For moments when he needed specific expertise, he had his brother. “I wouldn’t even have attempted it if he hadn’t been around,” Dean says. “He’s an encyclopedia when it comes to wooden boats.” Don, a renowned builder, has constructed more than 100 vessels by hand and repaired hundreds more, giving him extensive knowledge of why traditional boats need repairing and how to prevent certain issues. That intel, Dean says, guided many of his design decisions. “I tried to not only duplicate what was there when I was a child — the shape,” he says, “but I also tried to make it better and more functional.” That included adding modern conveniences, like GPS and updated wiring.
“There was no plan. The boat told me what to do.”
Mostly though, Ramona incorporates older methods of building and vintage materials. When folks asked him why in the world he was using old parts in a new boat, Dean was quick with a quip: “They’ve got experience,” he explained. “They know what they’re doing. They’ve already been tried.”
He searched eBay for years to find portholes from boats used in both World Wars, funded in part by friends (and strangers), who followed the boat’s progress on Facebook. Dean also salvaged equipment from local vessels that were no longer in operation. Of particular use was Solomon T, a former shrimp boat from the era on which Ramona was being modeled.
Capt. Bert Felton, who salvaged Solomon T from Wanchese and operated boat tours out of Southport, passed away while Dean was working on Ramona. Several weeks later, Felton’s widow, Becky, reached out to see if Dean could use hardware from his boat. He could, he told her. He’d be honored. Now, Solomon T‘s steering wheel, which navigated waters around North Carolina for at least 75 years, fits nicely in Dean’s grip as he guides Ramona home.
• • •
Dean launched Ramona, which he named after his wife of more than 50 years, on July 28, 2018. Local news outlets and friends wanted to attend, but Dean tried his best to keep most folks at a distance. “You can’t talk,” he says. “You’ve got a boat that could sink, you know?” But Ramona, with her gleaming white boards and copper-colored hull, floated triumphantly.
Since the launch, Dean has taken several groups out, including Becky and other members of the Felton family. “We’ve become very good friends,” he says. “This boat — I’ve met people I never would have met.”
As he hoped, he’s also introduced people to the Lockwood Folly River.

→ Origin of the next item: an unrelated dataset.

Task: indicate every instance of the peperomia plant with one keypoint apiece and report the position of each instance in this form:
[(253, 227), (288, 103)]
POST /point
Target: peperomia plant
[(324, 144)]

Recently, he piloted the waters with a 94-year-old woman who has spent her entire life in Brunswick County but had never been on the river. He says she stood on her tip-toes for most of the trip, thrilled to see what was around each bend. “One of the things I love most is that, when you go from salt to brackish to fresh [waters], the vegetation changes on the shore,” he says. “It’s amazing when you see it.”
But Dean hasn’t quite figured out how to do professional tours just yet. To offer paid trips would require him to get a captain’s license, which, now that he’s in his early 70s, is a process he’s not sure he wants to take on. At the moment, a friend who is a licensed captain accompanies him on informal voyages up and down the river.
Through Ramona, however, he’s found a voice — one with a thick eastern North Carolina drawl. In 2019, the Southport Wooden Boat Festival chose Ramona to represent its 10th anniversary, printing her likeness on posters, shirts, and hats. Dean was there as well, to talk with other builders and enthusiasts about his craft and the water. “To me, it was like coming home,” he says.
Dean anticipates that Ramona will live on for another 60 to 70 years. “I’ll be way gone,” he says. But his hope is that his work will help the river carry on.